FETAL TISSUE HEARING: FBI Will Investigate Sales
The FBI in Kansas City, Mo., has launched an investigation into the sales and marketing of fetal tissue used for medical research, the Houston Chronicle reports. The inquiry comes on the heels of a House Commerce subcommittee hearing Thursday during which members called on Attorney General Janet Reno to "open an investigation into the selling of fetal tissue." Jeff Lanza, FBI spokesperson, said, "We are investigating possible criminal violations in the marketing of fetal tissue to determine if there is a violation of federal criminal law" (Houston Chronicle, 3/12).

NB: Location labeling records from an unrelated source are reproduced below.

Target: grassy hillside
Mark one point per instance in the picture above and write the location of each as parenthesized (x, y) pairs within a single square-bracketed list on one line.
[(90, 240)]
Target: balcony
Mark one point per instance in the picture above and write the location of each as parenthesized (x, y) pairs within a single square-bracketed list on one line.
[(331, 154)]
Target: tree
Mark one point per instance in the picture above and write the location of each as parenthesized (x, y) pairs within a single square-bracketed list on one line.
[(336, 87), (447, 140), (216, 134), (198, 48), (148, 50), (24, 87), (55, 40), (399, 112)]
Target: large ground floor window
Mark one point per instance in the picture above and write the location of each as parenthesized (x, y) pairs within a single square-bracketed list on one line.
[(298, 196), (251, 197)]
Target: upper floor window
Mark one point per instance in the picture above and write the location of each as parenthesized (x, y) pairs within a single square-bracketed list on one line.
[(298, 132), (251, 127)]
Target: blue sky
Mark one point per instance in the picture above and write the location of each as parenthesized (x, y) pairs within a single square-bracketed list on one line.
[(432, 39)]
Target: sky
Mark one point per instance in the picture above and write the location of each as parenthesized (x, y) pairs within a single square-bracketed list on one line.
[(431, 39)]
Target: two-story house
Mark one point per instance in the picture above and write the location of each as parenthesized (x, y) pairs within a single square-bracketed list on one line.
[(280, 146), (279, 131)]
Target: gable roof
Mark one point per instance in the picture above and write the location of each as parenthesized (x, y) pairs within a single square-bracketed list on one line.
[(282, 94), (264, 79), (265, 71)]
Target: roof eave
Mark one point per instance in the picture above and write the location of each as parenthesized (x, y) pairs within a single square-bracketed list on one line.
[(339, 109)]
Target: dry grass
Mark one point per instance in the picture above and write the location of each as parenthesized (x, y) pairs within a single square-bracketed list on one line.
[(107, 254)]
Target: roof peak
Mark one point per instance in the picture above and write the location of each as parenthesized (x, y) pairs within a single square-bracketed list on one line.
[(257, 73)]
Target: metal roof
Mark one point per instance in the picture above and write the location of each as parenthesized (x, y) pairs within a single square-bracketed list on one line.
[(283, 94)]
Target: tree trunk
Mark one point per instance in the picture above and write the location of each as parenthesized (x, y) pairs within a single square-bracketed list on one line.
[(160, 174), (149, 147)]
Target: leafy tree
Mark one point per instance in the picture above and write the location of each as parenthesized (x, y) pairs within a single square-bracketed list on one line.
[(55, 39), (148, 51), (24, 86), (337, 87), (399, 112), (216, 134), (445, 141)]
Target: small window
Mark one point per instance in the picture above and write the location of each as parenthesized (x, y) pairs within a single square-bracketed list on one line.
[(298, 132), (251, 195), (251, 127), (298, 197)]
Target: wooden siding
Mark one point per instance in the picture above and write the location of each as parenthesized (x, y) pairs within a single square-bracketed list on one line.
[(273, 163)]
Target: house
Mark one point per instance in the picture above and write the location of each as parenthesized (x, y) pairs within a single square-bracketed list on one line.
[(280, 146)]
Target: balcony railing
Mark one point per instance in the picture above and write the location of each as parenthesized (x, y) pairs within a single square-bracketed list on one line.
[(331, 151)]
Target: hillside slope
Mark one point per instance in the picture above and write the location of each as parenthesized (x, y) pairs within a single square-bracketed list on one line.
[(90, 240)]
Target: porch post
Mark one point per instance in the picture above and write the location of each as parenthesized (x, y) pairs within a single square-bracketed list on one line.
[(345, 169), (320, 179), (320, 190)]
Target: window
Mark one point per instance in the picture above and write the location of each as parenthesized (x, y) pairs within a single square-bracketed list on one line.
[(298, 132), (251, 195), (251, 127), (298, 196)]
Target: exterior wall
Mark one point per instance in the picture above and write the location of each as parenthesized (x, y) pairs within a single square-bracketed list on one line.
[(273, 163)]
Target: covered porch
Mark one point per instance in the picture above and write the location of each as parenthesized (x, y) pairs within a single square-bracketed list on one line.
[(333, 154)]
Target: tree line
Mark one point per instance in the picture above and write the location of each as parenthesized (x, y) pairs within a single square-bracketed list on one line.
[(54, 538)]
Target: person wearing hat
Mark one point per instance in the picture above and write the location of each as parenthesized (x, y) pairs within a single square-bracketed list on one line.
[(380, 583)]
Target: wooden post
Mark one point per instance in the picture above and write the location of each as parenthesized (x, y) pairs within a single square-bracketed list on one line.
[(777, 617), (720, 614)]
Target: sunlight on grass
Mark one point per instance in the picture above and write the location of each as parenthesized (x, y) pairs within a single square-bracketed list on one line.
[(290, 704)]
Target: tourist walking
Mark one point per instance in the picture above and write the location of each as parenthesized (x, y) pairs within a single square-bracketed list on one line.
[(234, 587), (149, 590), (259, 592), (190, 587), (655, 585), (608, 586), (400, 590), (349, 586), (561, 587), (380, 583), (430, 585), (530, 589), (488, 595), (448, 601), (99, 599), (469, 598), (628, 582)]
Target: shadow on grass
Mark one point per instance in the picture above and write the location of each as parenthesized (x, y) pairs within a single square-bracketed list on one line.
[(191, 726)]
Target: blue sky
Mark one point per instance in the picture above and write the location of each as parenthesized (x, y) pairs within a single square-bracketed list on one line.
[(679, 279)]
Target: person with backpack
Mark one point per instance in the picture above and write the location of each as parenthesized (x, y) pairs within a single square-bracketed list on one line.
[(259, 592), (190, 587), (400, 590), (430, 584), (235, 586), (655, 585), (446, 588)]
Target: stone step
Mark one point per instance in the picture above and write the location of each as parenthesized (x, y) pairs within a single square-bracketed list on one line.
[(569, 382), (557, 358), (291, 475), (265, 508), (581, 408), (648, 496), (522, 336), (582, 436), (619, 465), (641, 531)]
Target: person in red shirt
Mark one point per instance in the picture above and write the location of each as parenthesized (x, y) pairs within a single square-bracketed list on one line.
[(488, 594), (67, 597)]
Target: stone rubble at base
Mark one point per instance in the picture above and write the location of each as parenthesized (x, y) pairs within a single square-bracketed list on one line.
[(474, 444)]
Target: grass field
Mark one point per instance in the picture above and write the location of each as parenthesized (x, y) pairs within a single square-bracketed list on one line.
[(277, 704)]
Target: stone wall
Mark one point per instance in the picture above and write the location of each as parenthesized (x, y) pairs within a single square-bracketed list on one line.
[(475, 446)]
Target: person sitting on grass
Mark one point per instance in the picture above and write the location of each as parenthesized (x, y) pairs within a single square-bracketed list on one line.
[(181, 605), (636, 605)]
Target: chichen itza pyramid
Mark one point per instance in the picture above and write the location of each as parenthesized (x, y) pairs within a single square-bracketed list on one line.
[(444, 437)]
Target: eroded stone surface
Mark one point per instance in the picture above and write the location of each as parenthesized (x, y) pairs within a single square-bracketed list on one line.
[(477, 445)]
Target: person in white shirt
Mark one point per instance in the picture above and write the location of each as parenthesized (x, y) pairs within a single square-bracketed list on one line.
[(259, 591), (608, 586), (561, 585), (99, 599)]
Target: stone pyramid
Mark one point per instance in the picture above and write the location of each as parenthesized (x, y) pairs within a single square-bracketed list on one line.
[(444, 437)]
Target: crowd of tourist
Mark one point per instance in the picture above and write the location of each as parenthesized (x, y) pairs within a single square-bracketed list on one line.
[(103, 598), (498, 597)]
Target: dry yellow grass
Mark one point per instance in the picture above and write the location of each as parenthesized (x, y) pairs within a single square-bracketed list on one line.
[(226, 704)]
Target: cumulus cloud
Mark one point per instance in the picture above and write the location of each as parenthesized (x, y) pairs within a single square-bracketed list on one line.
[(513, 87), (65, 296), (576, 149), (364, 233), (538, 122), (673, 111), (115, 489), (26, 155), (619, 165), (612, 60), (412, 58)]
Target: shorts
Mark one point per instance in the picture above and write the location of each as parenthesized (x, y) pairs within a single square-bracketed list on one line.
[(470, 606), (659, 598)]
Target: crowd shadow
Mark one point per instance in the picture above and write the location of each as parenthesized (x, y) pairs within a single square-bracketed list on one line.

In calling on Reno to look into the matter, committee members cited documents and interviews indicating that a Kansas City-area pathologist may have profited from fetal tissue sales that his firm was under contract to "remove and market to researchers." Pathologist Miles Jones told an ABC undercover reporter that organs such as "livers, hearts and brains are in high demand," claiming that researchers "will pay whatever you ask."
Alberty Testimony
The FBI's health care fraud unit, in cooperation with the U.S. attorney's office in Kansas and Missouri, will investigate potential violations of federal law at an Overland Park, Kansas-based abortion clinic. Under federal law, tissue and organs can only be donated and never sold. The law, however, does permit the charging of "reasonable fees" for the removal and transportation of such tissue. One of the committee's witnesses, medical technician Lawrence Dean Alberty, worked for an organ harvesting firm that was under contract to remove fetal tissue at the Overland Park clinic. In his congressional testimony, Alberty said that he saw twin fetuses used for organ donations that were "moving and breathing," but also admitted he accepted more than $10,000 from an antiabortion group for "secretly gathering information and lying to the group about some of what he witnessed." However, Alberty contends that his testimony on Thursday was truthful (Knight Ridder/Washington Post, 3/12).